Iran blames Pakistan for supporting them or at least giving them safe havens in its Balochistan province. Pakistani and Iranian border forces clashed in October 2014, when Iranian guards entered Pakistani territory looking for Iranian militants who had fled to Pakistan.

Jundullah is a violent movement against Iran, and many people blame it for terrorist attacks that happened in Iran. In these attacks, Iranian citizens, government personnel, and security forces, mainly the Iranian Revolutionary Guards, were killed. Pakistan was also  blamed. 

Gen. Mohammad Ali Jafari, the head of the Revolutionary Guards Corps, said that Jundullah has a direct contact with the American and British intelligence services “and, unfortunately, the Pakistani intelligence service.”

Iran summoned Pakistan’s envoy in Tehran to  strongly protest Pakistan’s failure to dismantle Jundullah’s network on its territory. But the fact as that there was little that Pakistan could do to help as its writ did not, and still does not, run in large parts of Balochistan.
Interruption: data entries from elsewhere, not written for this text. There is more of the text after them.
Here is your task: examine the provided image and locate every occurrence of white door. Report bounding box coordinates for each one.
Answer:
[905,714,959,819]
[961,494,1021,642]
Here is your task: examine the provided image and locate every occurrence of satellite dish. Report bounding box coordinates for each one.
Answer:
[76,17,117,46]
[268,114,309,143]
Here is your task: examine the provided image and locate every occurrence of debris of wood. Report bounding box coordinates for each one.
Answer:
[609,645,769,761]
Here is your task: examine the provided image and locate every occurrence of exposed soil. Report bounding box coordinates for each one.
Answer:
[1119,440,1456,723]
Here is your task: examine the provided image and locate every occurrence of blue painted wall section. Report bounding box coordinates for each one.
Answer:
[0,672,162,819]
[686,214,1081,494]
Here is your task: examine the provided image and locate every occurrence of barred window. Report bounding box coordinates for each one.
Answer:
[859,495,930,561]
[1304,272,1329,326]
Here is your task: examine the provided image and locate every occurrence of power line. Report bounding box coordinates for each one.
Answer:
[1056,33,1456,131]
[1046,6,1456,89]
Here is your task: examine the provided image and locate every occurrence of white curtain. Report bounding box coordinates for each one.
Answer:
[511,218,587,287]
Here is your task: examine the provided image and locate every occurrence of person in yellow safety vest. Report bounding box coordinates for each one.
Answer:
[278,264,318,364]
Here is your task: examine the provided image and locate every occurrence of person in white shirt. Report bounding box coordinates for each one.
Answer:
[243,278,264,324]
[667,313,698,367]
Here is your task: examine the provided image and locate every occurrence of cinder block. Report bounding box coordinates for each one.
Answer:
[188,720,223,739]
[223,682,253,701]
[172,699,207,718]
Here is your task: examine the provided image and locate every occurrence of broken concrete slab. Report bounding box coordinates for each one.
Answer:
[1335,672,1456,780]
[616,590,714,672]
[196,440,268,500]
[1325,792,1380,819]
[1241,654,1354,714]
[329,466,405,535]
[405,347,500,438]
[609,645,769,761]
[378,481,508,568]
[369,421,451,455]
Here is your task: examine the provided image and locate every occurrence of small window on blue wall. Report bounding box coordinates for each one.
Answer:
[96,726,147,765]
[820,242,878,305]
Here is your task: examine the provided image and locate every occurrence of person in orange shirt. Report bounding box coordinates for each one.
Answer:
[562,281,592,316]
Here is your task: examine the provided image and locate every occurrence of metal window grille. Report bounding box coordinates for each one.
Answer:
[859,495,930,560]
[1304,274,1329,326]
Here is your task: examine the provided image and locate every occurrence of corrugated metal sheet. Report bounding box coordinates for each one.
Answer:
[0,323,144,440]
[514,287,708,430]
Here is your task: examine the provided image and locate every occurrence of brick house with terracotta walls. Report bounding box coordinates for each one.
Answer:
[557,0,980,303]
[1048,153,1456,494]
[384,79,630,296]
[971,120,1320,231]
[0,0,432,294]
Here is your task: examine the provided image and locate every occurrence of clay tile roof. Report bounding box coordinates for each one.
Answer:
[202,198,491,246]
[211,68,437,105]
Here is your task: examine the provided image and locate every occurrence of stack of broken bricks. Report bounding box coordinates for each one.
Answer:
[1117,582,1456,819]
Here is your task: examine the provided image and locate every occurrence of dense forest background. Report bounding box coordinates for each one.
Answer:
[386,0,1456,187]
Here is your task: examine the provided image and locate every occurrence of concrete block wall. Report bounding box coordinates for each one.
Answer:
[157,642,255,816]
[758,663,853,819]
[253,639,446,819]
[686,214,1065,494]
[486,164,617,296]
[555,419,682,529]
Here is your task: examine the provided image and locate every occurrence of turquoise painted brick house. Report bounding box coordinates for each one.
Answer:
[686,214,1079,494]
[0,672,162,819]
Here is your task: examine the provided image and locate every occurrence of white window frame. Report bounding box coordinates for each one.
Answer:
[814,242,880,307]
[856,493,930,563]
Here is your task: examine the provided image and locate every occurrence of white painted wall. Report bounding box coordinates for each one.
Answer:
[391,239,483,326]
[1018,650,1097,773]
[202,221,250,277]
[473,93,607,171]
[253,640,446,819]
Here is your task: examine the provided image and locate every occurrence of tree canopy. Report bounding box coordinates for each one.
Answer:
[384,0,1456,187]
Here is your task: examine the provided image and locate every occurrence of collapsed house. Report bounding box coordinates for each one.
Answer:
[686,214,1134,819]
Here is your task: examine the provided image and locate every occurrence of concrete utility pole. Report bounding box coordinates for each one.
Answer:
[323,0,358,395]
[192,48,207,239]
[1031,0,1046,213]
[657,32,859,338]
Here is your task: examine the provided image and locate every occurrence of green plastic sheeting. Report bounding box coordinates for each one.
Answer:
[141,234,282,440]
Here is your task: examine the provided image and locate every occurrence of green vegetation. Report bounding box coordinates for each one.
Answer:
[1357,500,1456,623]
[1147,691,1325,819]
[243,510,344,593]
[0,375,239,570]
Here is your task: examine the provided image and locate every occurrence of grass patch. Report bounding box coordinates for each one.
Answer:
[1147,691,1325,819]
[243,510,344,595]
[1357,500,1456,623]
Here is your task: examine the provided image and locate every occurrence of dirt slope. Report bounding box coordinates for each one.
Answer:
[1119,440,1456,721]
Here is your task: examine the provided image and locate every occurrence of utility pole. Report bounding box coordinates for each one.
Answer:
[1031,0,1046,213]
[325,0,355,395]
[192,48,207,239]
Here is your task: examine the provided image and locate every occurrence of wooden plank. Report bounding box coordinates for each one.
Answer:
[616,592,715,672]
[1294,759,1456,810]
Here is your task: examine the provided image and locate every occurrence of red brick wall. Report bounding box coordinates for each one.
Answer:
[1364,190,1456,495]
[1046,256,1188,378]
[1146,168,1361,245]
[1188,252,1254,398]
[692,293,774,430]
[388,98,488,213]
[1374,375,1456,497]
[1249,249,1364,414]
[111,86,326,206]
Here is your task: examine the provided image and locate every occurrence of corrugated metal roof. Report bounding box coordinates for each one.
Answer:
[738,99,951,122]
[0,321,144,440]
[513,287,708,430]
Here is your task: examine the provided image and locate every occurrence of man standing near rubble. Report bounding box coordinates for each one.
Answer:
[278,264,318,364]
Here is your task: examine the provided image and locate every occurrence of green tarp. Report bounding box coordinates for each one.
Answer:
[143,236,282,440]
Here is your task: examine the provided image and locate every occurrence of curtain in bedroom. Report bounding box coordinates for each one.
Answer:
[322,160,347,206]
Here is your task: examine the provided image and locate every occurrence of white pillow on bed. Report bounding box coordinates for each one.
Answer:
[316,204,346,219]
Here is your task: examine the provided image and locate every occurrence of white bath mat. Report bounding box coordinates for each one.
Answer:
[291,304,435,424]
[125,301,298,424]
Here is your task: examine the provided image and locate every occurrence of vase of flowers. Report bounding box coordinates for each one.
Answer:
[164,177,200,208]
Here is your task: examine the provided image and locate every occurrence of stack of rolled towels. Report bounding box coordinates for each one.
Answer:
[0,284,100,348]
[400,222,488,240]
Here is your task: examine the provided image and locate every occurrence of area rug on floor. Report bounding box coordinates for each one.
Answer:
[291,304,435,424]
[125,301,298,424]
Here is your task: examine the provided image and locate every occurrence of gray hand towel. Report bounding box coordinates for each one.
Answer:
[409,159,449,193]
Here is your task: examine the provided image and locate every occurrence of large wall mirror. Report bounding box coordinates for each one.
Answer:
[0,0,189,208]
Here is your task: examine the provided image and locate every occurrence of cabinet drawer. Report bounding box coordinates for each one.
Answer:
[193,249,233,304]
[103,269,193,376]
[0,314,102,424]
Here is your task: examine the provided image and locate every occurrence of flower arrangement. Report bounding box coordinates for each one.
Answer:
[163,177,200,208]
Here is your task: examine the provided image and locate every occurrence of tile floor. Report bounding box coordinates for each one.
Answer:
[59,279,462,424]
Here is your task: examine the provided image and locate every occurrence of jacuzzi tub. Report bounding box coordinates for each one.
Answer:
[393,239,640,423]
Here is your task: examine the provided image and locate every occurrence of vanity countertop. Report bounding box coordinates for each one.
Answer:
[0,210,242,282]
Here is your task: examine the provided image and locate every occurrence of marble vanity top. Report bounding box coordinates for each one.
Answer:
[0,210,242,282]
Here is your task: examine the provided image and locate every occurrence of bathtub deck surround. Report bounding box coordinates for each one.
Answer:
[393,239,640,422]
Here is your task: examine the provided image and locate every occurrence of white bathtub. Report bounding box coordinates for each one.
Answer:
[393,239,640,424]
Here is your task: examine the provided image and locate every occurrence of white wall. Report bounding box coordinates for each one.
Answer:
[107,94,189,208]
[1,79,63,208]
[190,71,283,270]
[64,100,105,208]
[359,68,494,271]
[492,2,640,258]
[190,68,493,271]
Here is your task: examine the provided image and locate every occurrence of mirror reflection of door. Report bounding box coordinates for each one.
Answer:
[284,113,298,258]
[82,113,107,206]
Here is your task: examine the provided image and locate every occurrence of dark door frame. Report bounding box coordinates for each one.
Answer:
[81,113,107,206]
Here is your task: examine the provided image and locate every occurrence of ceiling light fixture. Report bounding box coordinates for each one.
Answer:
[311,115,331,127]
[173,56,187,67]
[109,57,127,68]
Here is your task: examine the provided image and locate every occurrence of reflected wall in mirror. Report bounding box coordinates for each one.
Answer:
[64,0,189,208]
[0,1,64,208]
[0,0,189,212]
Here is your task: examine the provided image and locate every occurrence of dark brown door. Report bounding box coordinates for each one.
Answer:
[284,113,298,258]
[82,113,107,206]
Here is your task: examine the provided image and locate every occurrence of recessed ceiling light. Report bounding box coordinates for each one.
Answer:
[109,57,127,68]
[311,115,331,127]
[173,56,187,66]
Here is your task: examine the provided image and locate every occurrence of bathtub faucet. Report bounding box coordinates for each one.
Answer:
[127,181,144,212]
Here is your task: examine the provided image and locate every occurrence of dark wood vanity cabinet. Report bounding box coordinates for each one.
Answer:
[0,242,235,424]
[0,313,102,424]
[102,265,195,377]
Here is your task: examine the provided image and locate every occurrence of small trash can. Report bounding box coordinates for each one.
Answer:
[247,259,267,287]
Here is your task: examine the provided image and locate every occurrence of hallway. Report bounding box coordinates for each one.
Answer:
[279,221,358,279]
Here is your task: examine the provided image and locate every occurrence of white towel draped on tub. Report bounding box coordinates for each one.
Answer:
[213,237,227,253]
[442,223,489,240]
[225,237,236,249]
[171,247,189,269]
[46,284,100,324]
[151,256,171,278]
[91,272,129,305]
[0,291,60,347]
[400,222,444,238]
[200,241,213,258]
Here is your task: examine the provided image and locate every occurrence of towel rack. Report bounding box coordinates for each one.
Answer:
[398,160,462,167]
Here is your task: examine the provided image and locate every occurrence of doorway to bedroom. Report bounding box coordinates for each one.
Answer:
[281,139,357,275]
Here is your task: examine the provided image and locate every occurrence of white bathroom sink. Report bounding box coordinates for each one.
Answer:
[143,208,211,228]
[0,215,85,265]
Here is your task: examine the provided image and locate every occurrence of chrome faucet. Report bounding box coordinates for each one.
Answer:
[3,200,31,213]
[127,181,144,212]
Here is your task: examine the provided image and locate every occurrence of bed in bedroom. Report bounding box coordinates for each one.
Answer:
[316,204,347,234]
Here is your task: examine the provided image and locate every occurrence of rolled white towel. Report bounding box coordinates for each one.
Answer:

Another critical factor in Pakistan-Iran relations is Tehran’s growing ties with New Delhi, Pakistan’s arch enemy. India’s interaction with Iran was cold in the first decade of the Islamic Revolution in Iran. . Tehran’s support of the Kashmir cause and that of the Muslims in India irked India.

However, despite these irritants, cooperation between the two states in the economic, energy, and, to some extent, industrial sectors were initiated and these kept increasing. India is a big market for Iranian oil and gas, making them natural partners to cooperate in the energy sector.

The US had been trying to isolate Iran in the comity of nations and has imposed stringent economic sanctions. To neutralize the effects of these measures, Iran adopted various strategies. One of them was to get closer to those countries that could afford to defy the US sanction regime. India was one of these.

Both Iran and India have cultivated good relations with the Taliban  after they came to power in Afghanistan after the US withdrawal. In contrast, Pakistan’s relationship with the Taliban soured. Pakistan is worried about a Tehran-Kabul-New Delhi axis emerging to threaten Pakistan’s interests in the region and its own security as well.

Separated by sectarian (Shia-Sunni) differences and clashing geopolitical differences, Iran and Pakistan were poised for a confrontation at any time. The attack and the counter attack earlier this week were symptomatic of the long-standing rift between the two neighbours.